A team at Caltech has devised a new film coating that facilitates catalysis and electron transfer in a solar powered system that splits water into hydrogen and oxygen, which can be used as fuels. Such a system is also called an artificial leaf or solar-fuel generator because in many ways it mimics the process which plants use to convert sunlight and CO2 into oxygen and fuel (sugars, carbohydrates). The researchers make note, however, that they’re still a long way from making it commercial viable, but these sort of updates are inspiring.
Inspired by nature, nurtured by technology
The artificial leaf developed at the Caltech Joint Center for Artificial Photosynthesis (JCAP) consists of three main components: two electrodes — a photoanode and a photocathode — and a membrane. At the photoanode side, water molecules are split into oxygen gas (O2), electrons and hydrogen protons through oxidation in the presence of sunlight and the thin film coating the team recently developed. The coating is a nickel oxide film that prevents rusts building-up on the semiconductor electrodes (silicon or gallium arsenide), while also acting as a highly reactive catalysis. The electrons travel through a circuit to the photocathode where they combine with the hydrogen protons to make hydrogen gas (H2). Like in a fuel cell, the membrane is not only essential to collecting the hydrogen, but also to keep the highly reactive oxygen and hydrogen from recombining. In some cases, this reaction can also lead to explosions. Essentially, the Caltech membrane for their artificial leaf only allows hydrogen protons to pass through, like an ion sieve, while hydrogen and oxygen gases are safely and separately expelled to use as fuels or oxidants.

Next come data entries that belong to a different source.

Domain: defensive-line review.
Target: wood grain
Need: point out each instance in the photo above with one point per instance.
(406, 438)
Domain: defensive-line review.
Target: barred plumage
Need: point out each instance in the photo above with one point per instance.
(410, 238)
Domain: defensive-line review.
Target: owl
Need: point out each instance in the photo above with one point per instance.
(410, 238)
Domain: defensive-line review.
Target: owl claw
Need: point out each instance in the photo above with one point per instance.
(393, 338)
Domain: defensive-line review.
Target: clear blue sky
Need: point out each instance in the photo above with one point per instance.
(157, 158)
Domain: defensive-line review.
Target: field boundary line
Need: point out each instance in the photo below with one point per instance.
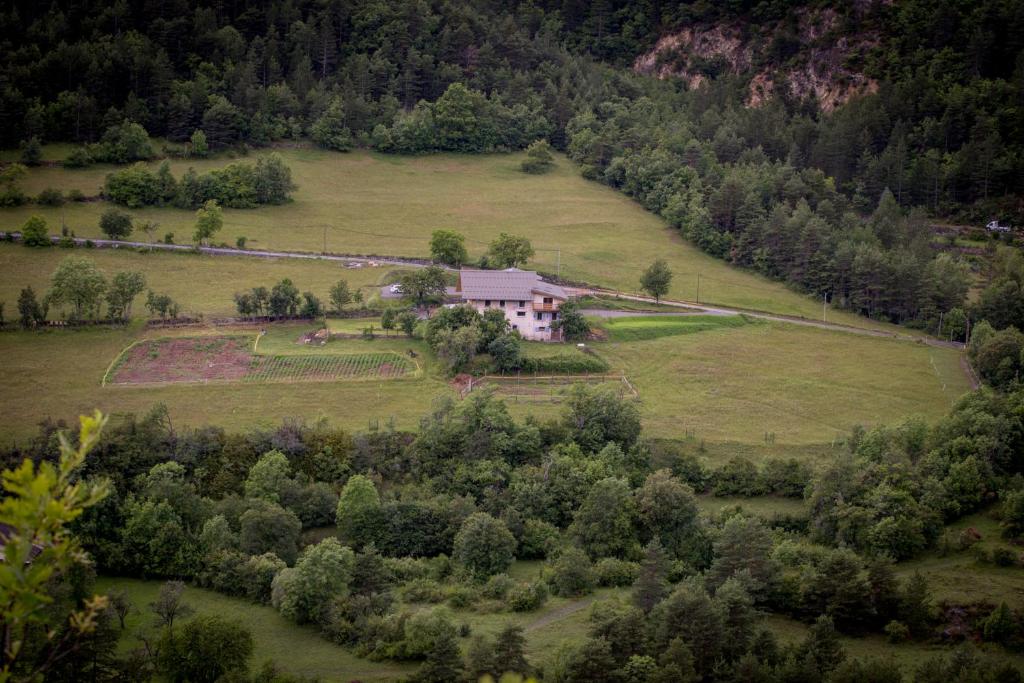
(114, 363)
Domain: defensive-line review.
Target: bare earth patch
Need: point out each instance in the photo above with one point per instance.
(184, 359)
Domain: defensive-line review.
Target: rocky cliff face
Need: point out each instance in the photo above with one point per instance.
(806, 57)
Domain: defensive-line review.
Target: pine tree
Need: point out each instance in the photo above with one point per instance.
(509, 648)
(822, 645)
(443, 663)
(651, 586)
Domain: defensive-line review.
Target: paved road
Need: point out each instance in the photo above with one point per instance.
(607, 312)
(230, 251)
(722, 310)
(694, 307)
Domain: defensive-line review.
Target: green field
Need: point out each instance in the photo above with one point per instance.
(294, 648)
(805, 385)
(642, 328)
(727, 386)
(201, 284)
(374, 204)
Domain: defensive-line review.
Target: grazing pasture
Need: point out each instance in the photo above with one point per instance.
(230, 358)
(275, 637)
(201, 284)
(366, 203)
(642, 328)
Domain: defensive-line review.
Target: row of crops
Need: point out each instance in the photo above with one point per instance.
(325, 368)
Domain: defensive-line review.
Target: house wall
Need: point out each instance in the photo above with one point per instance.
(527, 324)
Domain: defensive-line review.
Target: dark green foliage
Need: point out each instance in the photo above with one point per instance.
(571, 573)
(651, 584)
(483, 546)
(123, 142)
(510, 251)
(527, 597)
(539, 158)
(423, 285)
(238, 185)
(50, 197)
(596, 416)
(656, 279)
(205, 649)
(34, 232)
(449, 247)
(32, 152)
(30, 313)
(269, 528)
(572, 324)
(116, 223)
(564, 364)
(997, 357)
(329, 131)
(1001, 626)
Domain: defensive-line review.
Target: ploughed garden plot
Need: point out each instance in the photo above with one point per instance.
(313, 368)
(229, 358)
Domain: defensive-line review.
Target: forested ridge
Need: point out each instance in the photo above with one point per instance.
(781, 187)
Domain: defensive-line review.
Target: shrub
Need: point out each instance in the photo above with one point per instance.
(422, 590)
(571, 574)
(34, 232)
(116, 224)
(539, 539)
(498, 587)
(79, 158)
(50, 197)
(611, 571)
(461, 597)
(897, 632)
(527, 597)
(565, 364)
(1004, 557)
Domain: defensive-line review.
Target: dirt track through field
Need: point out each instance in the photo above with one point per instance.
(560, 613)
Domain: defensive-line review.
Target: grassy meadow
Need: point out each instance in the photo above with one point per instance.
(367, 203)
(712, 386)
(725, 381)
(201, 284)
(294, 648)
(803, 384)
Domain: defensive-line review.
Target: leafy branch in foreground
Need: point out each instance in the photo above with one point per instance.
(38, 506)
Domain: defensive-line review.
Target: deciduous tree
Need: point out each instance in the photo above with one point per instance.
(510, 251)
(656, 279)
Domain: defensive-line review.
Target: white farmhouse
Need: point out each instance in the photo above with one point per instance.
(529, 304)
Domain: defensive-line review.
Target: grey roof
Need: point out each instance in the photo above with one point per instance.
(511, 284)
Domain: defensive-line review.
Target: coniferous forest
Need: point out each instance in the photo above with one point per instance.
(840, 147)
(818, 166)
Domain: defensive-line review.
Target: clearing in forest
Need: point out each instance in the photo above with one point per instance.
(229, 358)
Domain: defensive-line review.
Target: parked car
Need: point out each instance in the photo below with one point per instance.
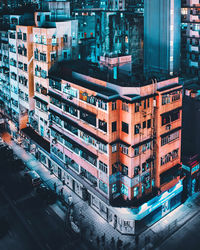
(4, 227)
(46, 193)
(33, 178)
(19, 164)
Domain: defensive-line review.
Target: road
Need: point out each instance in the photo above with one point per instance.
(186, 237)
(33, 225)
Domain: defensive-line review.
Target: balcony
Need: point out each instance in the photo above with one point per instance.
(169, 178)
(36, 138)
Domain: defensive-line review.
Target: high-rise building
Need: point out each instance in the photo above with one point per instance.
(113, 5)
(190, 52)
(162, 20)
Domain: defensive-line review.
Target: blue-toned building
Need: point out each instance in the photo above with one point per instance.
(162, 36)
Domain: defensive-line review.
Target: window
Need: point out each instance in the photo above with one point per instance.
(114, 188)
(47, 18)
(144, 148)
(170, 117)
(103, 187)
(55, 102)
(136, 151)
(136, 191)
(53, 56)
(114, 148)
(125, 127)
(103, 125)
(169, 138)
(102, 147)
(114, 126)
(169, 157)
(143, 166)
(165, 99)
(124, 190)
(137, 106)
(149, 123)
(124, 149)
(124, 169)
(145, 104)
(175, 96)
(137, 128)
(25, 67)
(24, 36)
(114, 105)
(102, 104)
(136, 170)
(103, 167)
(55, 84)
(125, 106)
(70, 128)
(148, 102)
(43, 57)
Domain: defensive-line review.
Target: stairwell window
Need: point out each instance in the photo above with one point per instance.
(137, 107)
(114, 148)
(125, 106)
(124, 149)
(137, 128)
(124, 190)
(102, 104)
(165, 99)
(103, 167)
(136, 191)
(136, 170)
(124, 169)
(149, 123)
(114, 126)
(43, 57)
(136, 151)
(114, 105)
(125, 127)
(103, 125)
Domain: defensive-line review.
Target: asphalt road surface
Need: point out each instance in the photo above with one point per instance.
(33, 225)
(186, 238)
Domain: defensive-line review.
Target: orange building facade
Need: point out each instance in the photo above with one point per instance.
(116, 146)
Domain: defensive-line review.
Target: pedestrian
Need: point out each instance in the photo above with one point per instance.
(70, 200)
(61, 192)
(103, 237)
(97, 240)
(55, 186)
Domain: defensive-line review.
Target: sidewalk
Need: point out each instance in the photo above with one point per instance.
(90, 221)
(93, 225)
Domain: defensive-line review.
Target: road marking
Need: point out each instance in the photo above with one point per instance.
(29, 222)
(47, 212)
(47, 245)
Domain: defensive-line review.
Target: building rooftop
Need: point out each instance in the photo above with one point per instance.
(63, 70)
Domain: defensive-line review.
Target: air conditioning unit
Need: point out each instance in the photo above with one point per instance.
(168, 127)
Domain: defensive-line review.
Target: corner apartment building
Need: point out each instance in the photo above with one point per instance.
(4, 72)
(190, 137)
(25, 72)
(116, 144)
(190, 37)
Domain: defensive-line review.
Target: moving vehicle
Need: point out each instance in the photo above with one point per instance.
(4, 227)
(46, 193)
(33, 178)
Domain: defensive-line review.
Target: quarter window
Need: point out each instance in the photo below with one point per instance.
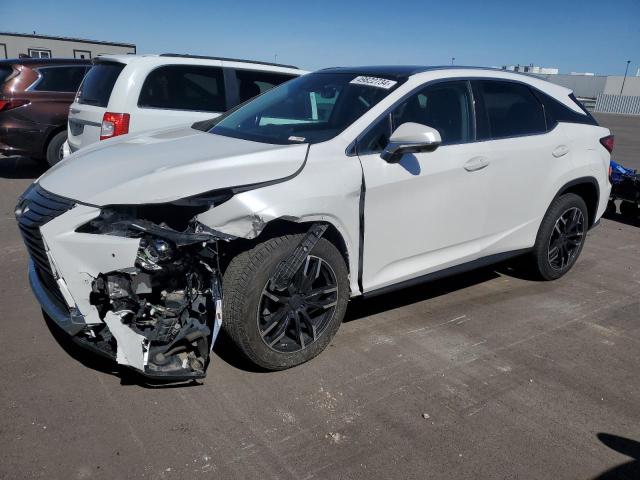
(178, 87)
(59, 79)
(252, 83)
(512, 109)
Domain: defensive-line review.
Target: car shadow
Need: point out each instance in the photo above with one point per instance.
(629, 470)
(21, 167)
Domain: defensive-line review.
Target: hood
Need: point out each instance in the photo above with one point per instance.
(162, 166)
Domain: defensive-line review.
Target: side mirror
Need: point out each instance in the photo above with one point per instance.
(410, 138)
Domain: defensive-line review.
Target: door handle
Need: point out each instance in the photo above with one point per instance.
(560, 150)
(476, 163)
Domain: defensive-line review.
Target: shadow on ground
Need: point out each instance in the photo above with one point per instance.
(21, 167)
(629, 470)
(359, 308)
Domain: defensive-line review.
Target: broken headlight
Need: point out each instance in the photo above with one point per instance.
(171, 296)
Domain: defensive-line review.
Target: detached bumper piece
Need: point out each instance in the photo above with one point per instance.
(159, 316)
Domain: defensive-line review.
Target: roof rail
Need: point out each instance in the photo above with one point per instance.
(224, 59)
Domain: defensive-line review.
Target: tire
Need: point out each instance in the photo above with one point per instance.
(54, 149)
(247, 299)
(545, 264)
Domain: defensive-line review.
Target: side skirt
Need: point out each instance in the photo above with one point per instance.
(447, 272)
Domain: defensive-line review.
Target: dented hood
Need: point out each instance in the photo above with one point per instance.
(166, 165)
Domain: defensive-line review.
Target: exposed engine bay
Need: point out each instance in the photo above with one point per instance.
(170, 302)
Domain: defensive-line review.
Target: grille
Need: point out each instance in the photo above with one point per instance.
(39, 207)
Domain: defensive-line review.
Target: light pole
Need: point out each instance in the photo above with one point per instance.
(625, 76)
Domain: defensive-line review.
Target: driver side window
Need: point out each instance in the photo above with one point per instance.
(446, 106)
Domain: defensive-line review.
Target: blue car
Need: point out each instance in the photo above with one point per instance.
(625, 186)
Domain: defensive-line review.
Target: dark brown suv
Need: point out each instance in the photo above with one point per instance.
(35, 95)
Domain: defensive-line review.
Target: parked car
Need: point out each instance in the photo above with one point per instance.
(340, 183)
(133, 93)
(35, 95)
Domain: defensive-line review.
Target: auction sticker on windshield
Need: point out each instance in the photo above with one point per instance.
(374, 82)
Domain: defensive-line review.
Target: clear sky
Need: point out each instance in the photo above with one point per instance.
(585, 35)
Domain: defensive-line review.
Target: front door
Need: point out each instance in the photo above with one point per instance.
(427, 212)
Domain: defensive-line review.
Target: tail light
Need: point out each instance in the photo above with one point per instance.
(607, 142)
(114, 124)
(11, 104)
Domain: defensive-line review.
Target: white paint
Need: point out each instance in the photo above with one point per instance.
(424, 214)
(131, 345)
(127, 88)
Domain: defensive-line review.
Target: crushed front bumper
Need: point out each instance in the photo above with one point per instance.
(71, 322)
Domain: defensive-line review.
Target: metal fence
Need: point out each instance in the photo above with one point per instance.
(625, 104)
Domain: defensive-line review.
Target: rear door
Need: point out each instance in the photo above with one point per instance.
(92, 99)
(179, 95)
(524, 156)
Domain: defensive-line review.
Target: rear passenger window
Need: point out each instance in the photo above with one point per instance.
(252, 83)
(181, 87)
(98, 83)
(59, 79)
(512, 109)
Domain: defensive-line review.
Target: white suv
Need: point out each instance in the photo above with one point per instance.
(132, 93)
(343, 182)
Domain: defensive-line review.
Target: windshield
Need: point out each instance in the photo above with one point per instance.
(309, 109)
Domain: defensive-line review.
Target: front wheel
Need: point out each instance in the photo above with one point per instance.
(278, 329)
(561, 237)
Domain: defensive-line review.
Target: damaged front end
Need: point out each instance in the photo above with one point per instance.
(162, 315)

Of course, the system is nothing new – the coating represents the real breakthrough. The photoelectrodes, left by themselves, are very vulnerable to oxidation (rust) and in a short while this ruins the solar-fuel generator’s operation. Scientists had to find a film that is easy to apply, highly catalytic, doesn’t oxidize and cheap to make. It took a lot of hard work, but eventually the team led by Nate Lewis, the George L. Argyros Professor and professor of chemistry at Caltech, hit the jackpot.
“After watching the photoanodes run at record performance without any noticeable degradation for 24 hours, then 100 hours and then 500 hours, I knew we had done what scientists had failed to do before,” says Ke Sun for ZME Science, a postdoc in Lewis’s lab and the first author of the new study.
The film also had to work well with the membrane to make it safe. To make the nickel oxide coating, the researchers used a technique which involves smashing atoms of argon into a pellet of nickel atoms at high speed.
“Without a membrane, the photoanode and photocathode are close enough to each other to conduct electricity, and if you also have bubbles of highly reactive hydrogen and oxygen gases being produced in the same place at the same time, that is a recipe for disaster,” Lewis says regarding his findings published in PNAS. “With our film, you can build a safe device that will not explode, and that lasts and is efficient, all at once.”
Next, Lewis and colleagues need to perfect the photocathode. Their system isn’t viable (too little hydrogen is made), but at least one key piece of the jigsaw puzzle that has eluded scientists for the past 50 years has been solved.